M lo miró fijamente.
—Sé que está acostumbrado a gozar de carta blanca para manejar la situación tal como le parezca conveniente, 007. Tiene una vena independiente que le ha hecho grandes favores en el pasado. —Una mirada sombría—. Casi siempre. Pero en casa, su autoridad es limitada. De una manera significativa. ¿Me he expresado con claridad?
—Sí, señor.
«Por lo tanto, se acabó la carta blanca —reflexionó irritado Bond—. Más carta gris».
Otra adusta mirada de M.
—Ahora, una complicación. Esa conferencia de seguridad.
—¿Conferencia de seguridad?
—¿No ha leído el informe de Whitehall? —preguntó malhumorado M.
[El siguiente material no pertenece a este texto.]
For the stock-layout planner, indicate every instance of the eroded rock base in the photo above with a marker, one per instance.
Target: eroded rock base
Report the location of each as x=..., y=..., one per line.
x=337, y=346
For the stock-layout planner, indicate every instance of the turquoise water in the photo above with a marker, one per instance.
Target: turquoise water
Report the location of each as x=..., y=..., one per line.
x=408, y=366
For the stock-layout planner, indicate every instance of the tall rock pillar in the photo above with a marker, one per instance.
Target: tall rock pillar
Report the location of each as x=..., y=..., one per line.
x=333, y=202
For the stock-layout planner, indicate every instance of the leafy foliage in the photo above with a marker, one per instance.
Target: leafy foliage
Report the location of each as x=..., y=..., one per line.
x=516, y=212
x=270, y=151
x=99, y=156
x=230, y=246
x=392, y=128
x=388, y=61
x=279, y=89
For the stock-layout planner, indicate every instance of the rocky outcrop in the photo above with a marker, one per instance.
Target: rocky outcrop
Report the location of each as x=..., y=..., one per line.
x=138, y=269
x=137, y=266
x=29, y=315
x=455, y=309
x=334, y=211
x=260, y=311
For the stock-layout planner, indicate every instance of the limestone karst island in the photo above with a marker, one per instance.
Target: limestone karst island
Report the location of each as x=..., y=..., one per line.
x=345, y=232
Se trataba de declaraciones administrativas sobre asuntos internos del Gobierno y, en consecuencia, Bond no las leía.
—Lo siento, señor.
Las mandíbulas de M se tensaron
—Tenemos trece agencias de seguridad en el Reino Unido. Tal vez más a partir de esta mañana. Los jefes de Cinco, Seis, SOCA, JTAC, SO Trece y DI, el equipo al completo, yo incluido, se recluirán en Whitehall durante tres días a finales de esta semana. Ah, también la CIA y algunos tipos del continente. Informes sobre Islamabad, Pyongyang, Venezuela, Beijing y Yakarta. Y probablemente algún joven analista con gafas de Harry Potter, pregonando su teoría de que los rebeldes chechenos son los responsables del maldito volcán de Islandia. En conjunto, un gran inconveniente. —Suspiró—. Estaré prácticamente incomunicado. El director ejecutivo estará al mando de la operación del Incidente Veinte.
—Sí, señor. Me coordinaré con él.
—Manos a la obra, 007. Y recuerde: está operando en el Reino Unido. Trátelo como un país en el que nunca ha estado. Lo cual significa, por el amor de Dios, que debe ser diplomático con los nativos.